Soniox conducted a comprehensive evaluation of the accuracy of various speech recognition providers in the industry. The benchmarking results are summarized as follows:
- Providers evaluated: Soniox, OpenAI, Google, AWS, Azure, NVIDIA, Deepgram, AssemblyAI, Speechmatics, and ElevenLabs.
- Languages evaluated: 60 languages.
- Evaluation datasets: Real-world datasets of YouTube videos for each language, covering diverse acoustic conditions, speaking styles, accents, topics, and speaker variations.
- Ground truth transcriptions: Transcribed and double-reviewed by humans, then normalized to ensure a fair evaluation across providers.
- Processing modes evaluated: Asynchronous (file/batch) transcription.
- Results: Soniox achieved the highest speech recognition accuracy across most languages by a significant margin.
Evaluated providers and languages
To assess the accuracy of speech recognition providers across multiple languages, we conducted a rigorous benchmarking study using Word Error Rate (WER) and Character Error Rate (CER) as the primary evaluation metrics. These industry-standard metrics provide a quantitative measure of transcription accuracy, with lower values indicating superior performance. CER was used for the following languages: Korean, Chinese, Japanese, and Thai.
Our evaluation was based on 45 to 70 minutes of real-world audio per language, sourced from YouTube to ensure a diverse and challenging dataset. The selected samples encompass various acoustic conditions, speaking styles, accents, and topics, providing a robust assessment of model performance in real-world scenarios. Ground truth transcriptions were carefully transcribed and double-reviewed by humans, then normalized to ensure consistency and fairness across all providers.
Evaluation process
- Dataset selection: For each language, real-world YouTube videos were chosen to reflect diverse speech patterns, varying acoustic conditions, and multiple speaker types.

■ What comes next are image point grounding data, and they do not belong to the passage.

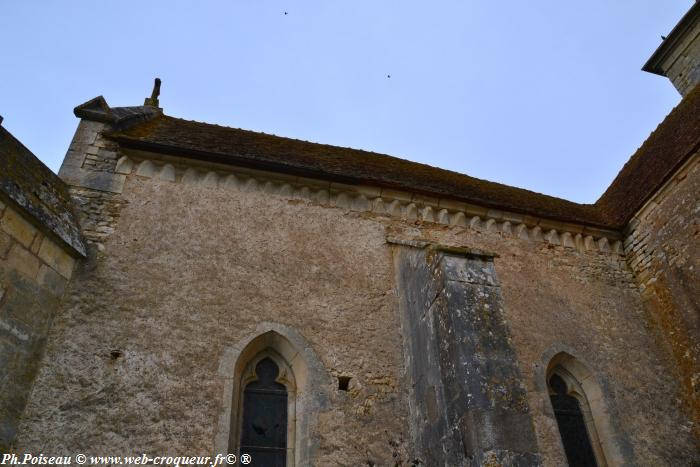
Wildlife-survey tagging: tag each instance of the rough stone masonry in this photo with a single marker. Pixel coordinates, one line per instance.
(414, 315)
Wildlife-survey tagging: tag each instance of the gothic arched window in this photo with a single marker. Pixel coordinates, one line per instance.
(264, 418)
(574, 420)
(572, 427)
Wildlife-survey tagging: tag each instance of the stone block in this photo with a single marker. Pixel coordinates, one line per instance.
(51, 280)
(14, 224)
(21, 260)
(57, 258)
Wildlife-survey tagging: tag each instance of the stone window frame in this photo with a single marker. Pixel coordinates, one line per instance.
(313, 386)
(575, 390)
(607, 442)
(284, 377)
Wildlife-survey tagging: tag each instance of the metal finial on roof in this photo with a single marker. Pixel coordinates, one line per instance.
(153, 100)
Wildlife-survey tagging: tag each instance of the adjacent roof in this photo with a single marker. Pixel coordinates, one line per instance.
(668, 147)
(27, 182)
(268, 152)
(685, 26)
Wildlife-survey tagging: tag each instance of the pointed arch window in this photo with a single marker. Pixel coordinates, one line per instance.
(266, 406)
(264, 418)
(575, 421)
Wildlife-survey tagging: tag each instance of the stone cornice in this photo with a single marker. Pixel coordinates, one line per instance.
(379, 201)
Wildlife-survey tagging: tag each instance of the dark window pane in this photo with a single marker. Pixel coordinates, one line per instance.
(264, 426)
(572, 427)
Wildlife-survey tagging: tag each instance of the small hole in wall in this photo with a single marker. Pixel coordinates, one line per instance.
(343, 383)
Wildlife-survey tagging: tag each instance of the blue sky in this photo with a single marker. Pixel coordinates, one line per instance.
(544, 95)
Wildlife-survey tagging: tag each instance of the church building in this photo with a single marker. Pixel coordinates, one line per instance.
(184, 288)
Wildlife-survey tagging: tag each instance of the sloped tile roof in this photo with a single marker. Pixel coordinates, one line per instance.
(673, 142)
(32, 186)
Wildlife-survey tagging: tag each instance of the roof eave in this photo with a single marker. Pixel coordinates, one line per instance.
(677, 34)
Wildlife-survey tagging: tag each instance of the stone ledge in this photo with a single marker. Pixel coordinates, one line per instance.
(383, 202)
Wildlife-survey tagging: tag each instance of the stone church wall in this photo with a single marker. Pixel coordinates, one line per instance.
(187, 260)
(39, 244)
(663, 250)
(34, 271)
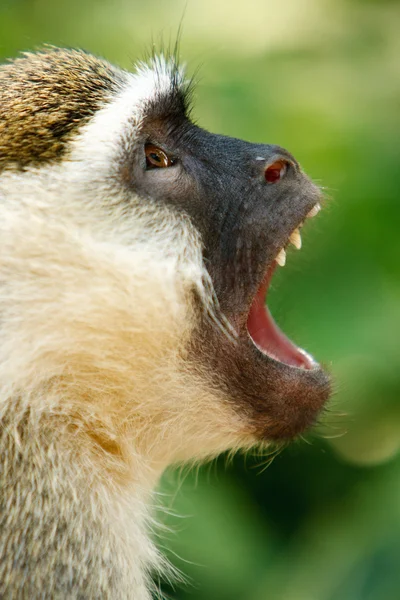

- Transcription & ground truth creation: All dataset transcriptions were manually created, double-reviewed by humans, and normalized to provide a consistent reference for evaluation. The normalization process included removing punctuation and ignoring capitalization; otherwise, the ground truth transcription remained unchanged.
- Model integration: Each provider's API was carefully integrated according to official documentation, ensuring a fair and accurate comparison.
- Evaluation metrics:
- WER (Word Error Rate): Measures transcription errors at the word level.
- CER (Character Error Rate): Used for logographic or non-space-separated languages to provide a finer-grained accuracy measurement.
- Processing mode: All models were evaluated in asynchronous (file/batch) transcription mode to ensure consistency in testing.
Models evaluated
Provider | Model evaluated |
---|---|
Soniox | stt-async-preview |
OpenAI | Whisper large-v3 |
long (for supported languages),chirp_2 (for other languages) | |
AWS | Best/Default |
Azure | Best/Default |
NVIDIA | conformer-{lang}-asr-offline-asr-bls-ensemble (for supported languages),parakeet-1.1b-unified-ml-cs-universal-multi-asr-offline-asr-bls-ensemble (for other languages) |
Deepgram | nova-3 (for English),nova-2 (for other languages) |
AssemblyAI | best (for supported languages),nano (for other languages) |
Speechmatics | enhanced |
ElevenLabs | scribe_v1 |
This evaluation provides a transparent and rigorous comparison of speech recognition performance across industry-leading providers for 60 languages.